Multiscale reduced-order modeling of fused filament fabricated composites

TL;DR

This paper develops a multiscale reduced-order model to analyze the impact of voids and layer orientations on the mechanical performance of fused filament fabricated PC/SCF composites, aiding in design optimization.

Contribution

It introduces a mechanistic reduced-order modeling approach to evaluate multiscale defects and their effects in additive manufacturing composites.

Findings

Microscale voids interact with mesoscale voids, degrading mechanical response.

Layer orientations influence stress-strain behavior and performance.

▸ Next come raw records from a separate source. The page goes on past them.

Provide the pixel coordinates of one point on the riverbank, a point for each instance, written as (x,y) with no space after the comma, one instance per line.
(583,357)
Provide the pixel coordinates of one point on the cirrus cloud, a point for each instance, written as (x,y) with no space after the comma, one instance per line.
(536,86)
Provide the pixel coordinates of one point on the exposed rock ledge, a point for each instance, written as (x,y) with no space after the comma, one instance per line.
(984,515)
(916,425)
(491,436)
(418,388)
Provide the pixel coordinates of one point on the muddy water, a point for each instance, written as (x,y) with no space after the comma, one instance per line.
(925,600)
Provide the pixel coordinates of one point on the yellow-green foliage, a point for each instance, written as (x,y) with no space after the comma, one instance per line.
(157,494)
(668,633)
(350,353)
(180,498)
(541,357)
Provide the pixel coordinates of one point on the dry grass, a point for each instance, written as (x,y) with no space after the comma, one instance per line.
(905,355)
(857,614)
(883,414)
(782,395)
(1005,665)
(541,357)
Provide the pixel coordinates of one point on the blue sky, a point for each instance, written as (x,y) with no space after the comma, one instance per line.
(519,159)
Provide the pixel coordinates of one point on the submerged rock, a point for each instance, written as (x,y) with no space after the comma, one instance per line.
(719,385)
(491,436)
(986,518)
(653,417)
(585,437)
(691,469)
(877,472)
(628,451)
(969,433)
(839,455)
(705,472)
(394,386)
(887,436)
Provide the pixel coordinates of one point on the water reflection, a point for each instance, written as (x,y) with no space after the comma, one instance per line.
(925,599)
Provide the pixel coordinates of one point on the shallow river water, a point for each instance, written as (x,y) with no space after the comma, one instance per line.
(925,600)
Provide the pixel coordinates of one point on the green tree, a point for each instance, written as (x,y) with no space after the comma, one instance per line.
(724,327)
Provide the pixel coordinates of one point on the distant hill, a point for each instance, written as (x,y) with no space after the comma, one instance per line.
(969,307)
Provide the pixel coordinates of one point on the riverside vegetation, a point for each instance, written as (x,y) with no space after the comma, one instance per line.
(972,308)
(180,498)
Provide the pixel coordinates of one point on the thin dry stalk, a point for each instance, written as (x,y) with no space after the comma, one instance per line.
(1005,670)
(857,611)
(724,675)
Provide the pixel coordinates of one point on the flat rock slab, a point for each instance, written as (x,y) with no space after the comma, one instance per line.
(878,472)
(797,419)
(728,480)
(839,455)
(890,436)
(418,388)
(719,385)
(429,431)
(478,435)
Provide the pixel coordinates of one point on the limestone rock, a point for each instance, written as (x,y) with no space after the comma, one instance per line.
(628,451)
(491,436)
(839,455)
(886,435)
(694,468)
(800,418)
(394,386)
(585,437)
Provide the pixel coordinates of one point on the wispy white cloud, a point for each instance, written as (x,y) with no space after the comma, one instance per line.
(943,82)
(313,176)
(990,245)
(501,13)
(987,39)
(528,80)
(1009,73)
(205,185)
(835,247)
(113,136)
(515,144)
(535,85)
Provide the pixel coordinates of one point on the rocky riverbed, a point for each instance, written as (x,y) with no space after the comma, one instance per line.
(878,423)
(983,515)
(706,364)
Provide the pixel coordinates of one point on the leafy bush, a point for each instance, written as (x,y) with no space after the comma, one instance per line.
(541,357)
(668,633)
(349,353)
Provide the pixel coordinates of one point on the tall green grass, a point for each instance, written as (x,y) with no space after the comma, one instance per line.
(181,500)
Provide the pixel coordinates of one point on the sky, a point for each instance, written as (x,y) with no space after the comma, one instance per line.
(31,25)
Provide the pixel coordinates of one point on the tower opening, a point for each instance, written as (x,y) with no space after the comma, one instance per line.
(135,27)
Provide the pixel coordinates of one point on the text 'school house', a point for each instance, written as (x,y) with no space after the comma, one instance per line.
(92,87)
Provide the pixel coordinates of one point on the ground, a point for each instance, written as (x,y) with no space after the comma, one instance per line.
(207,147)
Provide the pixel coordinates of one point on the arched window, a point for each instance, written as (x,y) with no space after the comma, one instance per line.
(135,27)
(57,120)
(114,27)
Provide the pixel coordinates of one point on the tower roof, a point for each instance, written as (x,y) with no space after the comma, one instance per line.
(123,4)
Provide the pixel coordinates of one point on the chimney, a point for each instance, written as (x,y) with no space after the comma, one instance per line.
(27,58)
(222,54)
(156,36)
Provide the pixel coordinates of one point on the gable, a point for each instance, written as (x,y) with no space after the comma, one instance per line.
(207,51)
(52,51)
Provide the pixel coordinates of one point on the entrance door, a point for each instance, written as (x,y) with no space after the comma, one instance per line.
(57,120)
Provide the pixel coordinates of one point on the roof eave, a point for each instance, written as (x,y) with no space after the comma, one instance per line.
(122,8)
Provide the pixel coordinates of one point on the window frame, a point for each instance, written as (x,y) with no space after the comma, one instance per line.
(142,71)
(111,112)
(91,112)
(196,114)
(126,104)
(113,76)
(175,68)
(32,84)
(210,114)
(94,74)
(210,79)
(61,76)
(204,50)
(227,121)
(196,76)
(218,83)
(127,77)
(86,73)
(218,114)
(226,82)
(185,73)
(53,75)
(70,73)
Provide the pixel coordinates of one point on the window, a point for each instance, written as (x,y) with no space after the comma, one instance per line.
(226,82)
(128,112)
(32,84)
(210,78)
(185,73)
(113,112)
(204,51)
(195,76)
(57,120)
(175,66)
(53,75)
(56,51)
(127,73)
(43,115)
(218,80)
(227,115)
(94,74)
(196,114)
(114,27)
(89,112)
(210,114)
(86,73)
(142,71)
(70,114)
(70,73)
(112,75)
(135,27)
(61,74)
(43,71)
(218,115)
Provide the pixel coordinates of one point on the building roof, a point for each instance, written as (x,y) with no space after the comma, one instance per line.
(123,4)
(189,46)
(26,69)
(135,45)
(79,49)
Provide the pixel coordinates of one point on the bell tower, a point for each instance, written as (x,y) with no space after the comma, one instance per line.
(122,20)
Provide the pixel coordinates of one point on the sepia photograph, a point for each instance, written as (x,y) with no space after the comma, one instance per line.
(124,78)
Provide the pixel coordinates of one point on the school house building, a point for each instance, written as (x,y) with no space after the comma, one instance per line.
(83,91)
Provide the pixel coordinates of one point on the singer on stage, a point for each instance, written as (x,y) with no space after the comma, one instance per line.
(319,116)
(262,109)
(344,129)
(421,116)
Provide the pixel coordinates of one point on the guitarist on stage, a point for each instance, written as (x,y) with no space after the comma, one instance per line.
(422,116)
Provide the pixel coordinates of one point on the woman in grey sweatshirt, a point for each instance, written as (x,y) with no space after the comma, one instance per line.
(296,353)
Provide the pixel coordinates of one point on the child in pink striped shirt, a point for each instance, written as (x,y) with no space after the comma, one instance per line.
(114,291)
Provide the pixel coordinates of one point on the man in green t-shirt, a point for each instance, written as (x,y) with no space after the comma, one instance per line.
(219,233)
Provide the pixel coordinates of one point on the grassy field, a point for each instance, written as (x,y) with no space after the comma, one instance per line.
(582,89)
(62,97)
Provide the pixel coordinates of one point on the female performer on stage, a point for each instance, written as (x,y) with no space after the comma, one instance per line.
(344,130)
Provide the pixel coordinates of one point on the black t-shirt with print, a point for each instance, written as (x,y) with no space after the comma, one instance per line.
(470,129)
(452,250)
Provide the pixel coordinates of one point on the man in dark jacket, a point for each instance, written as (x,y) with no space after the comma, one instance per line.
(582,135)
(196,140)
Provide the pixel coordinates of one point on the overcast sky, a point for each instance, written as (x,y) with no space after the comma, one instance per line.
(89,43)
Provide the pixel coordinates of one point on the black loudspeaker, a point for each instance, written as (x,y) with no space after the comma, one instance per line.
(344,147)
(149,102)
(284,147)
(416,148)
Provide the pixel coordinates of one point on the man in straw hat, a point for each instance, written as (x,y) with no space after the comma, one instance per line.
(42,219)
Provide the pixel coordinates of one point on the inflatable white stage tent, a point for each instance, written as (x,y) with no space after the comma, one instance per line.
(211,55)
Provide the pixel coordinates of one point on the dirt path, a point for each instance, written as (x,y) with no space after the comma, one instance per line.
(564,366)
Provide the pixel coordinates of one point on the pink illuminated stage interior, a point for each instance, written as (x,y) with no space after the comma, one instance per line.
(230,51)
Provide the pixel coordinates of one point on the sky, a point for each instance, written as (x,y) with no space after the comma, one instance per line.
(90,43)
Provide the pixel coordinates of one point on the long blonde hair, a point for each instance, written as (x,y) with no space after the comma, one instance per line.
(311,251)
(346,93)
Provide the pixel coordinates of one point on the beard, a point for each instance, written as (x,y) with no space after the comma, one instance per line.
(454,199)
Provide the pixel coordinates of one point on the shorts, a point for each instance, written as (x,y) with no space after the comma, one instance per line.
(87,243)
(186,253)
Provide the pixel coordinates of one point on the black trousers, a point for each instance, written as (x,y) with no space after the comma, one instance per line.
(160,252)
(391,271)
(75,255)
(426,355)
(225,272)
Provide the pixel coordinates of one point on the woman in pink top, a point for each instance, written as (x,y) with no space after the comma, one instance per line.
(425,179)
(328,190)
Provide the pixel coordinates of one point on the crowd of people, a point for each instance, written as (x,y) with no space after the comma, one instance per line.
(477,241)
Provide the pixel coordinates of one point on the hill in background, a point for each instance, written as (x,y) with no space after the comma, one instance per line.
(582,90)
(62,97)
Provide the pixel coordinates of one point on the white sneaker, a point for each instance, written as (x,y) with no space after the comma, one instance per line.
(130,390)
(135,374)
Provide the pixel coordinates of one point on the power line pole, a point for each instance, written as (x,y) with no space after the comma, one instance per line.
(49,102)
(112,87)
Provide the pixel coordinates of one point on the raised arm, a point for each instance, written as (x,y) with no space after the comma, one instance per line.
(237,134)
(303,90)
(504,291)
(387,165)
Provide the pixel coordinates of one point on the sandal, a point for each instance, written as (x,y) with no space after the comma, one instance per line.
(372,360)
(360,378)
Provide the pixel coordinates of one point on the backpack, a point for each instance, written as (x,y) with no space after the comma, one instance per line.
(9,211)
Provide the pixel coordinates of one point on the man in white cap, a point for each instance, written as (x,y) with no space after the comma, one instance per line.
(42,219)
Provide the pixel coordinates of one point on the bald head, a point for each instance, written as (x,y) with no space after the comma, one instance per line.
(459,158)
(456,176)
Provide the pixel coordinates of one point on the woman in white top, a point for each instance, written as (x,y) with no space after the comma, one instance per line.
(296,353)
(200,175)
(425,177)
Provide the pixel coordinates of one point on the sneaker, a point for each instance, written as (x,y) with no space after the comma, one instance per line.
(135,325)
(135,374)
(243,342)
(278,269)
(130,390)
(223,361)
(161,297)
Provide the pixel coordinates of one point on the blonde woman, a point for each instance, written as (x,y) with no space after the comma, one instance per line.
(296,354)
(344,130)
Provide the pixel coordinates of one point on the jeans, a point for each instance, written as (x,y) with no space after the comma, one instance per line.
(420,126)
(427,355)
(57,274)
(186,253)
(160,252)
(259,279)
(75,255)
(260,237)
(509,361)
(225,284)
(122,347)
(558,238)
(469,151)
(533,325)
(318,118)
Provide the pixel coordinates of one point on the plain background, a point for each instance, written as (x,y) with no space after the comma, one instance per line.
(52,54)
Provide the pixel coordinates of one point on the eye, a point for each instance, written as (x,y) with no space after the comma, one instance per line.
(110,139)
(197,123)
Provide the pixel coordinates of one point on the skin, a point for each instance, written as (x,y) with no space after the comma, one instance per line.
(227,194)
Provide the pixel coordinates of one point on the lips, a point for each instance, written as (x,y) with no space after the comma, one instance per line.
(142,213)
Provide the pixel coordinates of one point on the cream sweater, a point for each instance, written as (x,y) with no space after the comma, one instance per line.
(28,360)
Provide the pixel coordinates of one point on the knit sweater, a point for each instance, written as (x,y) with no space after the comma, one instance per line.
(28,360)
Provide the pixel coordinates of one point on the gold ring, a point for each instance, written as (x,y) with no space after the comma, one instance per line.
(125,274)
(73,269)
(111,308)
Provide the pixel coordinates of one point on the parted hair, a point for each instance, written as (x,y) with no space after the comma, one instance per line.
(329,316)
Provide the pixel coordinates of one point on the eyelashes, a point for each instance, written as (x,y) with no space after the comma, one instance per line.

The modeling approach enables efficient evaluation of multiscale design factors.

Abstract

Defects such as voids are observed at multiple length scales of an additively manufactured composite material. Modeling such defects and their multiscale interaction is crucial for the materials performance prediction. In this work, we study as-built defects in fused filament fabricated Polycarbonate/Short Carbon Fiber (PC/SCF) composite samples. The microscale and mesoscale voids along with the mesoscale layer orientations have been studied using a mechanistic reduced-order model. Our result indicates that the microscale intrabead voids interact with the mesoscale interbead voids and significantly degrade the mechanical response of the printed composites compared to the microscale microstructure without voids. The mesoscale layer orientations also influence the stress-strain response and show better performance when the load is applied to the bead direction. The efficient reduced-order modeling approach used in this work provides a way to evaluate multiscale design aspects of additively manufactured composite materials.